Java app monitoring with ELK - Part II- ElasticSearch

ElasticSearch

ElasticSearch is probably the key element in our ELK stack, it acts the part of o a database, where we store the log entries and send our queries for retrieving the logs that match our searches.

Compared to other storage solutions ElasticSearch can be described as a distributed, high availability, JSON document oriented storage solution targeted at fulltext searching.

Let's try to explain some of the buzzwords:
ElasticSearch was designed from the start with the purpose of storing and searching text documents and is able to index huge amounts of text data and make it searchable with a lots of query options and even .
It's distributed as it's relatively easy to start a cluster of nodes which allows storage replication and the possibility to run queries on multiple nodes in parallel and then aggregate their response for faster response time and load distribution.
High availability in the sense that failed cluster nodes are detected and data is rebalanced and reorganized to makeup for the lost nodes and still be able to index documents and respond to queries.

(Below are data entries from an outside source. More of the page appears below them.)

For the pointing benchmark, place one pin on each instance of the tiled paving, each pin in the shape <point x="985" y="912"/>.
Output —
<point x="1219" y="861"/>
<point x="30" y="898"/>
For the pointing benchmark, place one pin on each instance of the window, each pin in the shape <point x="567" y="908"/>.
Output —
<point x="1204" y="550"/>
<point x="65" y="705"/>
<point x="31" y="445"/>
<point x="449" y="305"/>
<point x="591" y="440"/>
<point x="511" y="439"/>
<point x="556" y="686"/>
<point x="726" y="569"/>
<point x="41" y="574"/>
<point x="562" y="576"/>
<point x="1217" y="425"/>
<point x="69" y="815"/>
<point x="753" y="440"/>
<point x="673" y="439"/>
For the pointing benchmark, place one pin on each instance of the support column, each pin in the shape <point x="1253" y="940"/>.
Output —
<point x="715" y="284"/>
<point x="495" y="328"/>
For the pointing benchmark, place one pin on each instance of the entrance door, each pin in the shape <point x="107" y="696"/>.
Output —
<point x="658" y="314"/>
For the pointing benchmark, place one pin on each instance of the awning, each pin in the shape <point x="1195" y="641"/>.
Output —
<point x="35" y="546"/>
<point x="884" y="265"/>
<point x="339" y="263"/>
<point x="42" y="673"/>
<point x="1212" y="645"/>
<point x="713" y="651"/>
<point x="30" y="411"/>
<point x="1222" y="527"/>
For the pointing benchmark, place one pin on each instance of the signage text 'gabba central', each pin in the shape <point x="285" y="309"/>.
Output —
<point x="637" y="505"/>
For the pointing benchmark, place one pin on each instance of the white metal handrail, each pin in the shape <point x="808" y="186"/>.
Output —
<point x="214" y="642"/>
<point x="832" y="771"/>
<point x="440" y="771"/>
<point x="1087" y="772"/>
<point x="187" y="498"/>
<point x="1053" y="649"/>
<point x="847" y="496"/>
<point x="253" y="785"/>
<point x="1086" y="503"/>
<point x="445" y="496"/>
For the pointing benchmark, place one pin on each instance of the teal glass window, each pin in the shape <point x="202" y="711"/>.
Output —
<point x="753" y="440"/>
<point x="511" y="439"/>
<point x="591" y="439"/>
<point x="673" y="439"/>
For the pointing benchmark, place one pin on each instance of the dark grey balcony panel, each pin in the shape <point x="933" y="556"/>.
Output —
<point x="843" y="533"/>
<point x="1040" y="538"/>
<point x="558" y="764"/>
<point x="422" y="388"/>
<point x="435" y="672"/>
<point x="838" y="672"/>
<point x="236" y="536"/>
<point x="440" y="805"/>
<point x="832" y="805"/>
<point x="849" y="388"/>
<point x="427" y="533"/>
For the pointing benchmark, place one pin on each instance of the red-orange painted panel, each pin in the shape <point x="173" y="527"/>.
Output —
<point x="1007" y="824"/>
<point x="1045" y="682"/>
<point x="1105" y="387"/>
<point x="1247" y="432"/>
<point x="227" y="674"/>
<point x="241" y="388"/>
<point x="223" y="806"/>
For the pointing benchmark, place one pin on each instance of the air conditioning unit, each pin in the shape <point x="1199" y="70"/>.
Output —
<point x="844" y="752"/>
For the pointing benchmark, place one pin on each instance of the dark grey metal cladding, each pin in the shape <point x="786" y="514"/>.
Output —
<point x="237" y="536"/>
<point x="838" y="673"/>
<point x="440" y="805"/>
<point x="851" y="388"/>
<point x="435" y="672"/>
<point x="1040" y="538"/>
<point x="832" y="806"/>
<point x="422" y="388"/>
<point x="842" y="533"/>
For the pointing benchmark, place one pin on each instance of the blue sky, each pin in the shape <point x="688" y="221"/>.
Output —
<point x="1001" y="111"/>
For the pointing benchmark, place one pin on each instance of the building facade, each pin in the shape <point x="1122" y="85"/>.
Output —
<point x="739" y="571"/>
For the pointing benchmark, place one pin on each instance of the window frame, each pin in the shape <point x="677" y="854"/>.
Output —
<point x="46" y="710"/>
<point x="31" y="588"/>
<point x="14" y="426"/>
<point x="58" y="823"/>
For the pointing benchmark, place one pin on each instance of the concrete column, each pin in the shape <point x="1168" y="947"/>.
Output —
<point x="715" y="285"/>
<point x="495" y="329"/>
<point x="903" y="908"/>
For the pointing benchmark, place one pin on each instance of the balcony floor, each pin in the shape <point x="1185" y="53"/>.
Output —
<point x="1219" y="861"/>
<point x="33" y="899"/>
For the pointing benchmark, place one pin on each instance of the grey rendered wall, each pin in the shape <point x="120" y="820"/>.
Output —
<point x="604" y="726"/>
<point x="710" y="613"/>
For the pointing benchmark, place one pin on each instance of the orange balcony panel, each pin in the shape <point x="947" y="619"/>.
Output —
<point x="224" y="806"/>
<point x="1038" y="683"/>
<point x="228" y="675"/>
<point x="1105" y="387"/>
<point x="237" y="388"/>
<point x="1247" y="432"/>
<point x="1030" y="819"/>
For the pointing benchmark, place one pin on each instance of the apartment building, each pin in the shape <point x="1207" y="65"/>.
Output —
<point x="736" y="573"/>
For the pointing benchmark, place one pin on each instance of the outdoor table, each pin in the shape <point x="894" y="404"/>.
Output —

The basic unit of reference in ES is the "Document" entity. All Documents are represented in JSON format. ElasticSearch exposes a REST API and almost any action can be performed using a simple RESTful API using JSON over HTTP.

Let's first have a business example:
One very common use(which speaks for ES versatility) is in online stores where the "Document" concept could be associated to an item sold on the site. Say we have a "Toshiba Laptop Satellite C55-C-137" we sell on our site among other laptops. We could map each laptop item with it's specifications into a "Document" to be stored inside ES:

$ curl -XPUT 'http://es_host:port/products/laptop/1' -d '{ 
    "name":"Toshiba Laptop Satellite C55-C-137"
    "manufacturer": "Toshiba",
    "processor": "i3-4005U",
    "processor frequency": 1.7,
    "memory": 4,
    "description": "The best performance, this laptop is a top seller in our line, you can..",
    "price":300
 }'

We could then get a list of Toshiba or Dell laptops that are withing a price range by combine a "term query" matching the manufacturer field with "Toshiba" or "Dell" with a "range query" on the price field basically mimicking a SQL query.

$ curl -XGET 'http://es_host:port/products/laptop/_search' -d '
  "filter" : {
     "bool" : {
        "should" : [ //should - acts as OR between the terms
             { "term" : {"manufacturer" : "toshiba"}}, 
             { "term" : {"manufacturer" : "dell"}} 
        ],
        "must" : {
             { "range": { "price": { "gte": 100, "lte":400 }}}
        }
    }
}'

But since we plan to use ElasticSearch for logs storage and searching, the Document entity will be a log event expressed as JSON like:

{
"userId": "80503",
"remoteIP": "192.168.1.10",
"HOSTNAME": "DX-56WKT93",
"@version": 1,
"appName": "elk-testdata",
"appVersion": "1.0",
"logger_name":"ro.fortsoft.elk.testdata.generator.LoginEvent",
"level": "INFO",
"thread_name": "frontend-web-6",
"message": "FAILED login for user='oneX5@gmail.com'",
"@timestamp": "2015-07-23T10:22:16.757Z",
"host": "127.0.0.1",
"type": "syslog"
}


ElasticSearch Index and Shards notions explained

At the base of ES there is the powerful java Lucene text processing library. Lucene handles the breaking down of a text into a series of terms(you might think of them for now as "words").
The terms are stored in a data structure called an Inverted Index, basically a Map in which the keys are the terms, and value is the list of documents which contain that term(therefore the 'inverted' part).

Inverted Index

Lucene existed long before ES and can be used on it's own for text processing documents. The Index concept in Lucene is different from the Index in ElasticSearch.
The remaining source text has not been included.